LAWS(KAR)-1962-7-12

RAJAMANNAR G T Vs. COMMISSIONER OF INCOME TAX

Decided On July 06, 1962
G.T.RAJAMANNAR Appellant
V/S
COMMISSIONER OF INCOME TAX Respondents

JUDGEMENT

(1.) THIS reference under s. 66 (1) of the Indian IT Act, 1922 (to be referred to as the "Act" hereinafter), was made by the Tribunal (Hyderabad Bench), at the instantce of the assessee. The question of law referred is :

(2.) THE learned judge set out the statement of case which ran as follows : One C. R. Thiruvengadam Chetty executed a deed of trust on 30th Sept., 1954, whereby he conveyed his self-acquired properties to be administered by three trustees, the first trustee being his son, G. T. Rajamannar alias Raju. According to that deed, the present trustees were to utilise the income of the trust properties towards the maintenance of the first referred son and his grandchildren. THE marriage expenses of his grand- children, whether male or female, have to be met from the income of the properties included in the trust deed. After the said Thiruvengadam Chetty's death, his male grandchildren were to become the absolute owners sharing equally the properties mentioned in the schedule to the deed in question, subject to the maintenance and marriage expenses of the donor's female grandchildren. THE trust was to cease after the death of the said Rajamannar and on the male grandchildren completing the age of 21 years. THE question that arose was at what rate and in what status the income from the trust properties was to be taxed.
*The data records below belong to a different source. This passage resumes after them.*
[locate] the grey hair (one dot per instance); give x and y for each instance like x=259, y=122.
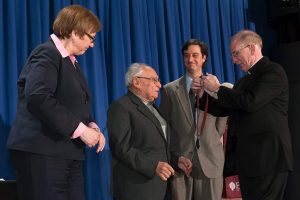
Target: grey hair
x=134, y=70
x=248, y=36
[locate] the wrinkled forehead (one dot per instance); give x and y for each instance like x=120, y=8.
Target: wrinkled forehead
x=149, y=71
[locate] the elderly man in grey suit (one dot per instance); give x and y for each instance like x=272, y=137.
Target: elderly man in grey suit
x=197, y=156
x=138, y=138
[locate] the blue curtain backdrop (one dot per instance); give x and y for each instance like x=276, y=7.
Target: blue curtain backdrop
x=148, y=31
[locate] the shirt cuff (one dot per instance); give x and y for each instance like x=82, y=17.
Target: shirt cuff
x=79, y=130
x=93, y=125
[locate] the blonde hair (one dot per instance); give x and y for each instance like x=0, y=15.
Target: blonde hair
x=75, y=18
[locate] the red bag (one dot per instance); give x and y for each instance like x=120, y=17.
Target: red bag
x=231, y=183
x=232, y=187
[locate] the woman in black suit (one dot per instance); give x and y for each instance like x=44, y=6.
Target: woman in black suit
x=53, y=121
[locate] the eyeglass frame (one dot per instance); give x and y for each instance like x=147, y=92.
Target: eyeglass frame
x=93, y=39
x=237, y=52
x=155, y=80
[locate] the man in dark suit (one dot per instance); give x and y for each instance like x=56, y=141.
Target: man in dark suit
x=138, y=139
x=53, y=121
x=259, y=105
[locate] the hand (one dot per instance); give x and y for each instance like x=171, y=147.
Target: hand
x=101, y=142
x=211, y=83
x=164, y=170
x=90, y=137
x=185, y=165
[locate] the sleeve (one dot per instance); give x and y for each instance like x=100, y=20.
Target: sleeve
x=267, y=86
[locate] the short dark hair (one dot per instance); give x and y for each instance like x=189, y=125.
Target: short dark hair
x=202, y=45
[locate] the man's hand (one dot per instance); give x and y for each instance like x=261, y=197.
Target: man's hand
x=185, y=165
x=164, y=170
x=211, y=83
x=101, y=142
x=90, y=137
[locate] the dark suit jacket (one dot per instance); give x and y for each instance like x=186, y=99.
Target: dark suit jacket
x=53, y=100
x=137, y=144
x=259, y=102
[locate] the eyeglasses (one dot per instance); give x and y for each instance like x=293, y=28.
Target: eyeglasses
x=236, y=53
x=91, y=37
x=155, y=80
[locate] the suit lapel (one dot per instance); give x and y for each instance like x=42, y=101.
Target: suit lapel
x=78, y=74
x=183, y=98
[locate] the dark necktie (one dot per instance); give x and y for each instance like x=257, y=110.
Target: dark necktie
x=192, y=98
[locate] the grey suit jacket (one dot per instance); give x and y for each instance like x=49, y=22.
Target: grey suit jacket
x=175, y=107
x=137, y=144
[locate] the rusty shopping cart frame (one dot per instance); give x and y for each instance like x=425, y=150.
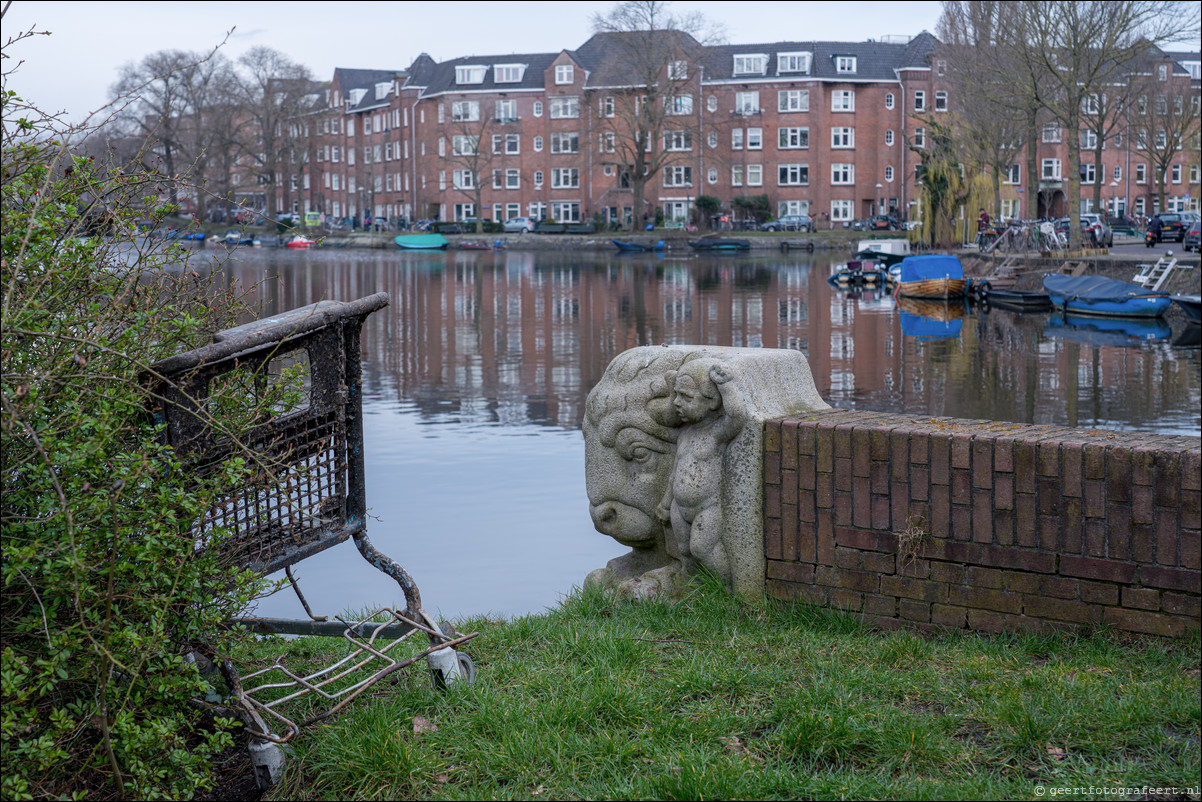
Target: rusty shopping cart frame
x=307, y=491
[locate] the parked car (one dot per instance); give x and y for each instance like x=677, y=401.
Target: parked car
x=1101, y=231
x=1125, y=225
x=519, y=225
x=1192, y=235
x=790, y=223
x=1173, y=226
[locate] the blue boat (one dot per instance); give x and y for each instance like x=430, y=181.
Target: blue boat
x=1095, y=295
x=637, y=247
x=720, y=244
x=858, y=273
x=1191, y=306
x=1094, y=330
x=421, y=242
x=932, y=275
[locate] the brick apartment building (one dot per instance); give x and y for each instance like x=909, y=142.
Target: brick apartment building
x=819, y=128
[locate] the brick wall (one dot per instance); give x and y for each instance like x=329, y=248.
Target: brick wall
x=1010, y=526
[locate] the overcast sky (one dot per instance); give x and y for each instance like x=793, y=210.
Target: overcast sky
x=73, y=67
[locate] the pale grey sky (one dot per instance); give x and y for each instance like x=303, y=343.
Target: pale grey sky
x=72, y=69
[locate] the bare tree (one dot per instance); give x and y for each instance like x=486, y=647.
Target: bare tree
x=477, y=143
x=1082, y=47
x=273, y=91
x=994, y=106
x=652, y=122
x=160, y=110
x=1164, y=122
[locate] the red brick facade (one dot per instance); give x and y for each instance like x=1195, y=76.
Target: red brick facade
x=819, y=128
x=1011, y=526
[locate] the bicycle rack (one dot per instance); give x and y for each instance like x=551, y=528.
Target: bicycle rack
x=307, y=495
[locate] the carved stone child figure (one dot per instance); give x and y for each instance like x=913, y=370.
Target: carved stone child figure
x=692, y=503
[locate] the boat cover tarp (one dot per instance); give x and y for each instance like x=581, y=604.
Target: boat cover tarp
x=1106, y=331
x=1094, y=289
x=930, y=266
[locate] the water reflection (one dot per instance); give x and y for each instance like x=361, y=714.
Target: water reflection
x=475, y=379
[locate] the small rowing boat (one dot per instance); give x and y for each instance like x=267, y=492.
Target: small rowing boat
x=421, y=242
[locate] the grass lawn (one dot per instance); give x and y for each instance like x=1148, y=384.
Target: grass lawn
x=715, y=699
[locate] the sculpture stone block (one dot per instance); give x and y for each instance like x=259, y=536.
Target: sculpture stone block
x=673, y=462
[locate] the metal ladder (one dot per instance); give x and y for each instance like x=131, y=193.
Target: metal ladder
x=1153, y=277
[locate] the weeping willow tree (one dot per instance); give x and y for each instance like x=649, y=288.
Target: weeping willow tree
x=944, y=189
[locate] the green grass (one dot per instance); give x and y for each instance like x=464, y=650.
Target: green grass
x=714, y=699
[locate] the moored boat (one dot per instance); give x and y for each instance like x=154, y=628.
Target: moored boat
x=637, y=247
x=1013, y=299
x=299, y=242
x=1095, y=295
x=934, y=275
x=857, y=273
x=720, y=243
x=421, y=242
x=885, y=251
x=1191, y=304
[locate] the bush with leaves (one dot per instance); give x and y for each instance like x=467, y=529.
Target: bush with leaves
x=105, y=590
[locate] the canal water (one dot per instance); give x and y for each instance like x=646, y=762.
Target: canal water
x=475, y=380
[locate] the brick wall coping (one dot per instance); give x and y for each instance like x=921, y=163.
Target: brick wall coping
x=1019, y=526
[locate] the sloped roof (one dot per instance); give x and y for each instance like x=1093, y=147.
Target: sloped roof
x=441, y=77
x=874, y=60
x=613, y=58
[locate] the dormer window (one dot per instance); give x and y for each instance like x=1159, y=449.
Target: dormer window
x=750, y=64
x=470, y=73
x=792, y=63
x=509, y=72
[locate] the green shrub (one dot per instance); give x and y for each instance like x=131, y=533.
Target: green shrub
x=105, y=592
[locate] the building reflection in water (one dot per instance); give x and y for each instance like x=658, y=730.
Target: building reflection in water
x=476, y=374
x=521, y=337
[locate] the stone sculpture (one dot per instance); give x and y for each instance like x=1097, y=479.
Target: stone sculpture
x=673, y=462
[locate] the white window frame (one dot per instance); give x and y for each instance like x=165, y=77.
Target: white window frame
x=678, y=176
x=747, y=104
x=462, y=111
x=792, y=100
x=565, y=108
x=506, y=111
x=565, y=178
x=795, y=63
x=750, y=64
x=509, y=72
x=793, y=137
x=470, y=73
x=793, y=174
x=843, y=100
x=565, y=142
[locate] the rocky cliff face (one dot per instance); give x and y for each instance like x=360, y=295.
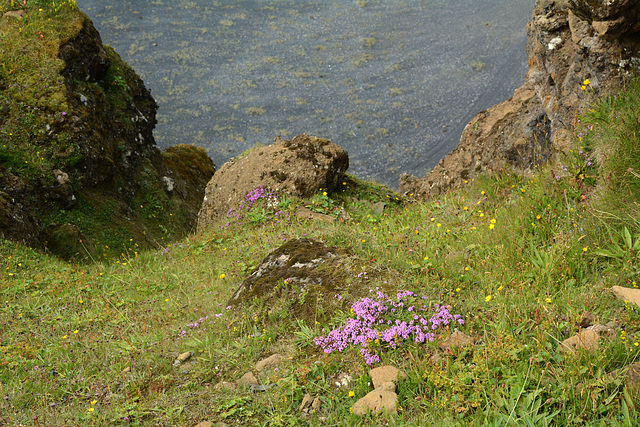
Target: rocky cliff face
x=97, y=173
x=579, y=50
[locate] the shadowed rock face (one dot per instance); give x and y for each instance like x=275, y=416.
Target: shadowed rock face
x=569, y=42
x=108, y=158
x=298, y=167
x=312, y=270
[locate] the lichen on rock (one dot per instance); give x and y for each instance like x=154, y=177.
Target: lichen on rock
x=298, y=167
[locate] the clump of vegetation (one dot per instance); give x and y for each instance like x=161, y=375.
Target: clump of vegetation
x=518, y=259
x=95, y=131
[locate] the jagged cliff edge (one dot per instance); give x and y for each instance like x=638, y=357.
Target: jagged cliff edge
x=569, y=42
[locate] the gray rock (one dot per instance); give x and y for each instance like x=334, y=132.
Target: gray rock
x=376, y=402
x=630, y=295
x=384, y=374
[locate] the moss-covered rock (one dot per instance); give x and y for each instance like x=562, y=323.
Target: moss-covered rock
x=303, y=274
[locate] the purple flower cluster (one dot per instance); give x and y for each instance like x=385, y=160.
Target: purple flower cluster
x=252, y=197
x=381, y=321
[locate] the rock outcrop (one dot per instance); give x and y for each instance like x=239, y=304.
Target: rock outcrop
x=299, y=167
x=86, y=161
x=579, y=50
x=300, y=272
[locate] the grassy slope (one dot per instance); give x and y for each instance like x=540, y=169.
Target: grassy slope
x=520, y=259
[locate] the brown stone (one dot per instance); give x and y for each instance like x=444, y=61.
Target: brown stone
x=299, y=167
x=385, y=374
x=307, y=401
x=627, y=294
x=388, y=386
x=568, y=42
x=586, y=340
x=376, y=401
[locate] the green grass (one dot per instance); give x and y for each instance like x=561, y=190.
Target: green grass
x=520, y=259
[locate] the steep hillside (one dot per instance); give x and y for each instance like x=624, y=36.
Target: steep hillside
x=79, y=169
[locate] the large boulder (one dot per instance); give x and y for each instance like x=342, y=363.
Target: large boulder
x=301, y=273
x=569, y=42
x=299, y=167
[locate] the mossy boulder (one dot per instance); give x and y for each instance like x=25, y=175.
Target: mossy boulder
x=298, y=167
x=303, y=274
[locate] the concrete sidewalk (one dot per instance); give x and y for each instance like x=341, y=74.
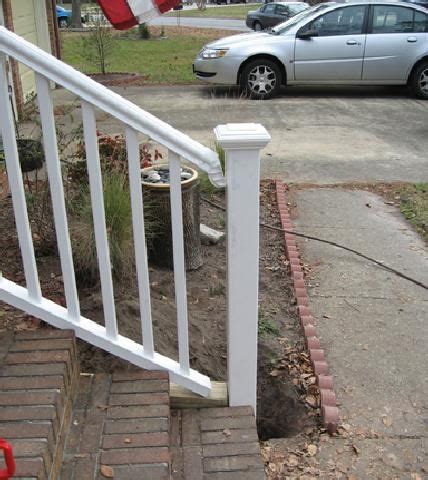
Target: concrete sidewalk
x=373, y=327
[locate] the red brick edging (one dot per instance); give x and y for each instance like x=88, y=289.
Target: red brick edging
x=329, y=410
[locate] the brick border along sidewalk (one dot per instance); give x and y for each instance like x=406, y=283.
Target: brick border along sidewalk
x=329, y=410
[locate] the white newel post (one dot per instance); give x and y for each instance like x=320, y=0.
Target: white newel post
x=242, y=144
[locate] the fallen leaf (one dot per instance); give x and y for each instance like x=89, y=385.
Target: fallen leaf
x=107, y=471
x=312, y=450
x=292, y=461
x=387, y=421
x=356, y=449
x=311, y=400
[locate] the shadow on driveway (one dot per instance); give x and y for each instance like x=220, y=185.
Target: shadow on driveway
x=324, y=91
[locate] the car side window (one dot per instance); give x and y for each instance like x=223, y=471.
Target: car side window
x=392, y=19
x=270, y=8
x=281, y=10
x=420, y=23
x=342, y=21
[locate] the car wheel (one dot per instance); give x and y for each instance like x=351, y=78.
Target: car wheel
x=419, y=81
x=261, y=79
x=62, y=23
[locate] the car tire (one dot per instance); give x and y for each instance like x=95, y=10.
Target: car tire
x=62, y=23
x=261, y=79
x=419, y=81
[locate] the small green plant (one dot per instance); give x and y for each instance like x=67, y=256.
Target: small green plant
x=414, y=206
x=118, y=217
x=266, y=325
x=218, y=290
x=143, y=31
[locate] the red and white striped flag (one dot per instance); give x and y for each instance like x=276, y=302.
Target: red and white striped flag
x=124, y=14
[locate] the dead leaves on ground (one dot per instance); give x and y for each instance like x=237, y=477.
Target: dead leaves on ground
x=295, y=363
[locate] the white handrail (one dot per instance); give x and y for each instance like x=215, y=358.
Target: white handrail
x=112, y=103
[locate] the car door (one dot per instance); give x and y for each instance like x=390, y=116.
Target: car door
x=396, y=37
x=281, y=14
x=335, y=51
x=268, y=17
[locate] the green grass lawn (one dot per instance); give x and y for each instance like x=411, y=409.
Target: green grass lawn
x=166, y=60
x=238, y=12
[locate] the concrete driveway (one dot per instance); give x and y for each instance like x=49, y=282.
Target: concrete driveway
x=319, y=135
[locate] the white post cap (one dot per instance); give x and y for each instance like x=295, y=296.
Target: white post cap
x=242, y=136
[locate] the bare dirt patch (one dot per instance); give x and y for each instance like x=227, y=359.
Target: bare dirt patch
x=287, y=395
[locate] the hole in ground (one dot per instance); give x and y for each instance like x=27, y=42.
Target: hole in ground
x=280, y=411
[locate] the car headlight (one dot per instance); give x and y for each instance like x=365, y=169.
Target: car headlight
x=214, y=52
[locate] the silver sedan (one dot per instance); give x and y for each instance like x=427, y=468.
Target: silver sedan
x=359, y=43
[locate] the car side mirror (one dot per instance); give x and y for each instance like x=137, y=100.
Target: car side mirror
x=307, y=35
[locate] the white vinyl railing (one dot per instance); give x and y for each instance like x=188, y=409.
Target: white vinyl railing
x=242, y=144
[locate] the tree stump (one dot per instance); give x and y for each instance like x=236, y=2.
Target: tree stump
x=157, y=203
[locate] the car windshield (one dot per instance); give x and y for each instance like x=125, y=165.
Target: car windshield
x=285, y=26
x=297, y=8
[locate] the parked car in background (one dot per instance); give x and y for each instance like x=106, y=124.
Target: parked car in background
x=271, y=14
x=64, y=17
x=226, y=2
x=354, y=43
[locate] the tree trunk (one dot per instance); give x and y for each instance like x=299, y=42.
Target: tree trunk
x=160, y=250
x=76, y=14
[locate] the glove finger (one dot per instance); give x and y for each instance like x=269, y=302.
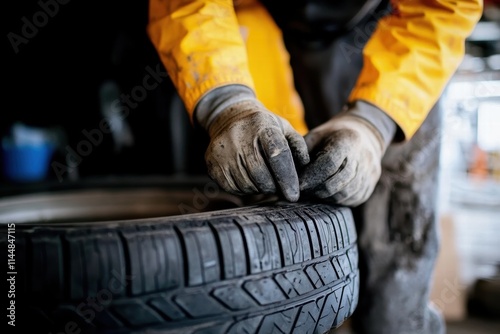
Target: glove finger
x=327, y=163
x=345, y=178
x=241, y=178
x=257, y=171
x=223, y=178
x=297, y=144
x=313, y=139
x=280, y=161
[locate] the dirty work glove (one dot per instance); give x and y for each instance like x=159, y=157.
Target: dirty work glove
x=346, y=154
x=251, y=150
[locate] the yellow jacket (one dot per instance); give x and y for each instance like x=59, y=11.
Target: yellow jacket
x=413, y=52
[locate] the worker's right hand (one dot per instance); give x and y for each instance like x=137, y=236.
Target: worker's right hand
x=252, y=150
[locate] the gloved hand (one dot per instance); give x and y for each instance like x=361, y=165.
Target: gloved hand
x=252, y=150
x=346, y=154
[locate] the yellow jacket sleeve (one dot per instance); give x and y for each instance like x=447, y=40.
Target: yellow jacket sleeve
x=200, y=45
x=411, y=56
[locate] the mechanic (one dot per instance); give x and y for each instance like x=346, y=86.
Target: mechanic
x=361, y=81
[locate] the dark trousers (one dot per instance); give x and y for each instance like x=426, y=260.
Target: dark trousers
x=397, y=230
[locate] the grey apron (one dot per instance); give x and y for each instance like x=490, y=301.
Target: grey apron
x=397, y=230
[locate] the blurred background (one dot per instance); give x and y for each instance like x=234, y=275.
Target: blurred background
x=87, y=97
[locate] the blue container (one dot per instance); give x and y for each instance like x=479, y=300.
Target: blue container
x=26, y=162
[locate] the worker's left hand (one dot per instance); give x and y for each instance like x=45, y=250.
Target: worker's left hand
x=346, y=154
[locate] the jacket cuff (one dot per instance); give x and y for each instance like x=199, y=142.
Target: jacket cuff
x=219, y=99
x=377, y=118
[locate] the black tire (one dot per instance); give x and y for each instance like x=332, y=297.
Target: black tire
x=273, y=268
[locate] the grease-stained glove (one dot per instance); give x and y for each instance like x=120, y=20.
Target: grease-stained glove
x=346, y=154
x=252, y=151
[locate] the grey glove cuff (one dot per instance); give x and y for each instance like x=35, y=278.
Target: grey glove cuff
x=376, y=117
x=218, y=100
(3.) AFTER setting out the statement of case as above, HEGDE J. continued : From the facts noticed above, it is clear that the income which is subject to tax was realised from trust properties. It is equally clear that the persons mentioned in the deed of trust are the trustees. Further, during the relevant assessment year, the beneficiaries under the trust deed are indeterminate. Hence, the question is whether the trustees are liable to be taxed under the first proviso to s. 41 (1) of the "Act".